Theridion comb-feet spider

Scientific classification
- Kingdom: Animalia
- Phylum: Arthropoda
- Subphylum: Chelicerata
- Class: Arachnida
- Order: Araneae
- Infraorder: Araneomorphae
- Family: Theridiidae
- Genus: Theridion
- Species: T. dedux
- Binomial name: Theridion dedux O. Pickard-Cambridge, 1904

= Theridion dedux =

- Authority: O. Pickard-Cambridge, 1904

Species of spider

Theridion dedux is a species of spider in the family Theridiidae. It is endemic to South Africa and is commonly known as the Theridion comb-feet spider.

==Distribution==
Theridion dedux is found only in South Africa. It is known from KwaZulu-Natal at Durban and Kloof.

==Habitat and ecology==

This species builds a conical retreat of twigs and leaves in its three-dimensional web. It has been recorded from the Indian Ocean Coastal Belt biome at 17 m altitude.

==Description==

The carapace is pale yellow marked with indistinct yellow-brown in normal indentations.
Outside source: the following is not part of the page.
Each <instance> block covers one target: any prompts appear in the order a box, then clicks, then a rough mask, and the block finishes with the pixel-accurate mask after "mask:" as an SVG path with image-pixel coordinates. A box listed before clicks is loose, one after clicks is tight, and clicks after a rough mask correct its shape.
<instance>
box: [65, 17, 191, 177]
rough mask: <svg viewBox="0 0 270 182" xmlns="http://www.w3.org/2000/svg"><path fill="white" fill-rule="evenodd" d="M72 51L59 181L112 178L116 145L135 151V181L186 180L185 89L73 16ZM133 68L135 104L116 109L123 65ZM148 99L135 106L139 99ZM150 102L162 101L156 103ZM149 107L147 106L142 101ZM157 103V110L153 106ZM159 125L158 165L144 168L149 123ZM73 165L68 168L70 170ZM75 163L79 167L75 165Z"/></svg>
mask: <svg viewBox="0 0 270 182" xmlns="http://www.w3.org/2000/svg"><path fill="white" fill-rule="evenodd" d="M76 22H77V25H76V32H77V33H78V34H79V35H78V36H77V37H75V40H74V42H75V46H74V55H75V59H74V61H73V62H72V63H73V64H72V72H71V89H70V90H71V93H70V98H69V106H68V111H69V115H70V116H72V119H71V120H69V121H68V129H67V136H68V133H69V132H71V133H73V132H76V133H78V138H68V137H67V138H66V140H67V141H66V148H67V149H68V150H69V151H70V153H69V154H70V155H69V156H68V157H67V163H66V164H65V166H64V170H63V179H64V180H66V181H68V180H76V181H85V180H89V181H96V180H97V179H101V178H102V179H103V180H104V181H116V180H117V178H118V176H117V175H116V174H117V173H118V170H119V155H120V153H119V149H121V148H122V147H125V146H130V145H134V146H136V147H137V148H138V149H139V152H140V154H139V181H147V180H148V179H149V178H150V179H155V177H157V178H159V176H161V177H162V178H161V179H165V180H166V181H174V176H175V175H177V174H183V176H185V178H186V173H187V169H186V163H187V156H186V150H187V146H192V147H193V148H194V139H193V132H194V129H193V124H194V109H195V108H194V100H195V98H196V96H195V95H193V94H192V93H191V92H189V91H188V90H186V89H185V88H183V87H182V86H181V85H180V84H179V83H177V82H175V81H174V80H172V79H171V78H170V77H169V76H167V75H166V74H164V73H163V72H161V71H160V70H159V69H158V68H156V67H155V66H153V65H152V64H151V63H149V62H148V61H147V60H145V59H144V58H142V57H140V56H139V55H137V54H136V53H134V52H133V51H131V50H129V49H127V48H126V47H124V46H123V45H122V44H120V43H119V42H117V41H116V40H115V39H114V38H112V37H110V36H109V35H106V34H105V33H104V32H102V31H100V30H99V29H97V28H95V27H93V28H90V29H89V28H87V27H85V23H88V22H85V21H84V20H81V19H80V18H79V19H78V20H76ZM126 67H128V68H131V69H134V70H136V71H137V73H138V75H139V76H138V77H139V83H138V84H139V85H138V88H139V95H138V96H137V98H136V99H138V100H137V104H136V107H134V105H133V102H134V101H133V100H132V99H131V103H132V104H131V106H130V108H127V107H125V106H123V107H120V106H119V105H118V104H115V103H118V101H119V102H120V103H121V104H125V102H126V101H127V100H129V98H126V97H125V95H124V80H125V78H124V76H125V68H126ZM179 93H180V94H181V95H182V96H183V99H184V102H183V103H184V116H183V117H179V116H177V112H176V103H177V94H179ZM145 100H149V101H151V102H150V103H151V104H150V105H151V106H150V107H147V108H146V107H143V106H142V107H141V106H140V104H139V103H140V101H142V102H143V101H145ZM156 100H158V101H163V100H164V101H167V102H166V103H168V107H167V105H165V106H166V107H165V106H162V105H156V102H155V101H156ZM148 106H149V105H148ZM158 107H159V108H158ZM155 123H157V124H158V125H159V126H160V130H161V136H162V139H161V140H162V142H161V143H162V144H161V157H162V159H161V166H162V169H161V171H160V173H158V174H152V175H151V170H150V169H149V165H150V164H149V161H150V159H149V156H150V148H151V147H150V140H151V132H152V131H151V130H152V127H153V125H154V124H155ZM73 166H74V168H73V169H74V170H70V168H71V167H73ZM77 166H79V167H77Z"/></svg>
The abdomen is oval, pale white to dusky yellow brown covered with long bristles with no distinct pattern, only two to three indistinct dusky lines on the sides.

==Conservation==
Theridion dedux is listed as Data Deficient by the South African National Biodiversity Institute. The species is known from only two localities with a very small range. The status of the species remains obscure. More sampling is needed to determine the species range.

==Taxonomy==
Theridion dedux was described by Octavius Pickard-Cambridge in 1904 from Durban. The species has not been revised and is known from both sexes.